After strong GDP growth of 4.9% in 2021, fuelled by the gradual lifting of COVID-19 restrictions, the Dutch economy is facing new headwinds. Russia’s invasion of Ukraine has resulted in further increases in commodity prices and additional supply chain disruptions. Annual growth for 2022 is revised down compared to the Commission’s Spring Forecast, to 3.0%. The economy grew by 0.4% q-o-q in the first quarter, but growth in the remaining quarters is expected to be weaker, with the annual growth forecast being driven to a large extent by a substantial carry-over from 2021 (2.2%). The growth forecast for 2023 is revised down to 1.0%, with high inflation rates and geopolitical tensions continuing to hold back economic activity.
Last update : Summer 2022 Economic Forecast (14/07/2022)

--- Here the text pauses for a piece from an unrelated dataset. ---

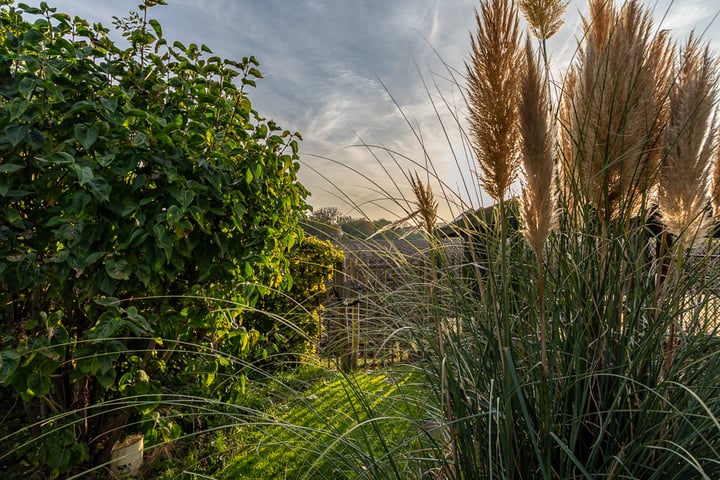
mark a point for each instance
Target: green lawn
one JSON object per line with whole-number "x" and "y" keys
{"x": 340, "y": 427}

|GDP growth (%, yoy)||-3,9||4,9||3,0||1,0|
|Inflation (%, yoy)||1,1||2,8||9,4||3,3|
Surging inflation rates are expected to erode households’ purchasing power in 2022, negatively affecting private consumption growth especially in the second half of the year. This negative impact is, however, somewhat cushioned by a strong labour market, with a historically low unemployment rate. Investment growth is also projected to be subdued as supply chain disruptions have worsened while labour shortages and tightening financial conditions hamper business investment. The slowdown of economic growth is expected to persist in 2023 with weak private consumption growth and a negative contribution from net trade. Conversely, the government’s ambitious spending plans (focused on, among others, the green transition, housing, defence and education) are expected to result in a gradual pick-up of government consumption and investment in 2023.
Consumer price inflation reached 11.7% y-o-y in March with only a gradual decrease since, coming in at 9.9% in May. While the surge in energy prices remains the main driver of inflation, there is a clear broadening to other price categories, with food prices standing out. Inflation rates are projected to remain elevated throughout 2022, with average inflation over the whole year coming in at 9.4%. Energy prices are expected to show a more pronounced decrease in the course of 2023, which is set to bring down the annual inflation rate to 3.3%. As a result of the tight labour market and increasing inflation, wage growth is clearly picking up from low levels, a trend which is expected to continue this year and next.